Tragedy of the Commons


Environmental problems derive from many different sources, but effective environmental sustainability is ultimately dependent on mentality and ideology. If people do not view something as being detrimental to themselves or something that they care about, they will not likely prevent it from occurring. People might also not understand that something introduces hazards to the environment, so they might believe that their actions are perfectly acceptable. A great deal of environmental degradation has occurred through what is known as “the tragedy of the commons”.

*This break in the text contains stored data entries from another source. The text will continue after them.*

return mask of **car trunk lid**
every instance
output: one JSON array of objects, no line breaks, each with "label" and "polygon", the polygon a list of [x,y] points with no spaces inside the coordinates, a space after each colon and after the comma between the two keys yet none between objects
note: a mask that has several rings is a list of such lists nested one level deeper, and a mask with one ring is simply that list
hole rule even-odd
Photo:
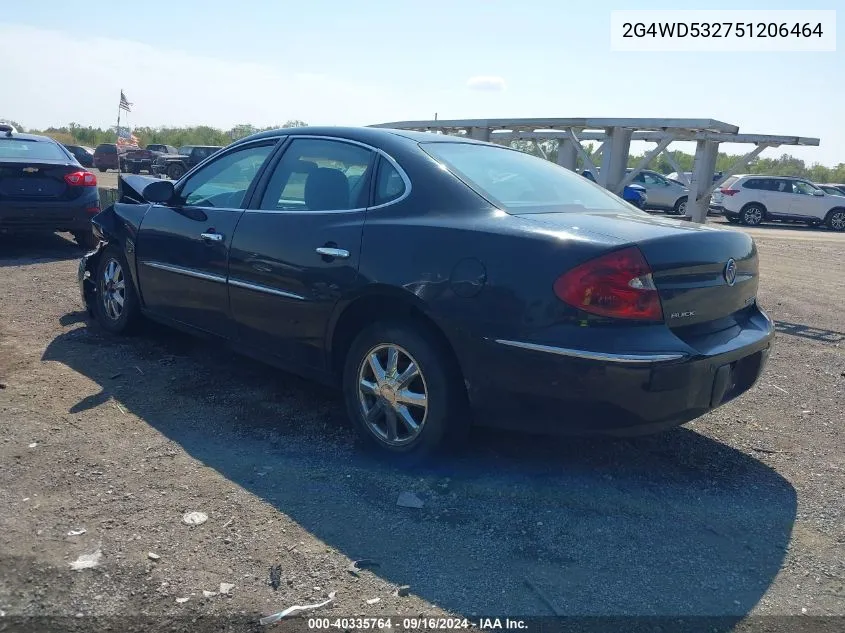
[{"label": "car trunk lid", "polygon": [[757,295],[758,259],[746,233],[646,213],[523,214],[555,228],[602,235],[610,244],[637,246],[652,270],[671,328],[711,324],[730,327],[730,317]]},{"label": "car trunk lid", "polygon": [[79,165],[61,162],[0,162],[0,199],[68,200],[80,187],[70,187],[65,176],[83,171]]}]

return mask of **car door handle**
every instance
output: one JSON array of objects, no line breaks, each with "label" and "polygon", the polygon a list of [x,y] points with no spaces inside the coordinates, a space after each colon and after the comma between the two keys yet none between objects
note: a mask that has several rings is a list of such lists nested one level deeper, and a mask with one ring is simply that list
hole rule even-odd
[{"label": "car door handle", "polygon": [[200,237],[206,242],[222,242],[223,236],[220,233],[200,233]]},{"label": "car door handle", "polygon": [[338,259],[346,259],[349,257],[349,251],[343,248],[334,248],[331,246],[320,246],[317,253],[323,257],[337,257]]}]

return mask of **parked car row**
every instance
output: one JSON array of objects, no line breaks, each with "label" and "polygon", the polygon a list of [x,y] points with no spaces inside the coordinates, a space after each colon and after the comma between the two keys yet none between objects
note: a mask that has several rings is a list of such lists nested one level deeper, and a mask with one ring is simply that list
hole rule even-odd
[{"label": "parked car row", "polygon": [[787,176],[731,176],[710,199],[728,222],[756,226],[761,222],[824,224],[845,230],[845,185],[815,185]]}]

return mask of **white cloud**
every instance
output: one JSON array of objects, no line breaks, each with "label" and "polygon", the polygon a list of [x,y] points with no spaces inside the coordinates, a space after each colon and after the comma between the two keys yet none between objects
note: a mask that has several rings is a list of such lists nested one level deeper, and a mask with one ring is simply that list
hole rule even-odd
[{"label": "white cloud", "polygon": [[121,89],[134,104],[133,126],[229,128],[288,119],[363,125],[395,118],[384,88],[297,70],[0,23],[0,117],[28,127],[114,125]]},{"label": "white cloud", "polygon": [[467,80],[467,87],[471,90],[483,90],[487,92],[501,92],[507,86],[505,80],[493,75],[478,75]]}]

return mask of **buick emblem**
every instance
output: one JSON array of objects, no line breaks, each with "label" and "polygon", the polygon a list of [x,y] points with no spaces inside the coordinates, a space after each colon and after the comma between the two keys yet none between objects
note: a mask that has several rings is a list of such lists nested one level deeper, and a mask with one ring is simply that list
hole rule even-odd
[{"label": "buick emblem", "polygon": [[729,286],[733,286],[736,283],[736,262],[733,258],[728,260],[728,263],[725,264],[725,281],[728,282]]},{"label": "buick emblem", "polygon": [[26,172],[27,174],[34,174],[38,171],[38,167],[24,167],[22,171]]}]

The phrase, the tragedy of the commons, was initially worded by William Forster Lloyd in the Nineteenth Century, but popularized by Garrett Hardin in his 1968 article, “The Tragedy of the Commons”. The commons refers to the different shared resources that we use for energy, food, and other purposes. For an individual or a single organization, it is completely acceptable take as much from and use as much of the commons as desired, but if a large amount of people do this, it will be depleted in an unsustainable way. A common example of this is through a large field of grass that is shared by several farmers. Each farmer is entitled to graze sheep as much as he wants, since a single one cannot do close to enough damage to deplete the entire resource. Unfortunately, if all farmers graze their sheep, which they likely will, as they alone cannot harvest all of the grass, the resource will be depleted beyond the point of no return, thus creating a “tragedy”.

Hardin’s assessment draws from “An Essay on the Principle of Population” by Thomas Malthus. Malthus discussed a fear of overpopulation and depletion of resources coming from the fact that population increases exponentially, while resources only increase linearly. While there has not been a complete destruction of resources, some commons have been depleted and damaged due to continuous use by different parties. Today, with the Earth population at a swelling 7.2 billion, the shared commons of the ocean, the atmosphere, and the land are suffering from pollution and resource use.

From this issue, it is clear that environmental management has its problems at the individual level. Even if people and corporations are environmentally conscious and attempt to reduce their effects on the commons, they can still pollute and use resources to amounts that would not lead to any damage just from their doing but would be detrimental if performed by many. This is where things like legislation and standards can help to prevent any more unnecessary damage. By introducing guidelines that promote efficiency along with environmental sustainability, standards-developing organizations can contribute to proper environmental care at the individual level. ISO 14001:2015: Environmental management systems - Requirements with guidance for use is a great example of this, since it promotes conformity for careful environmental interaction.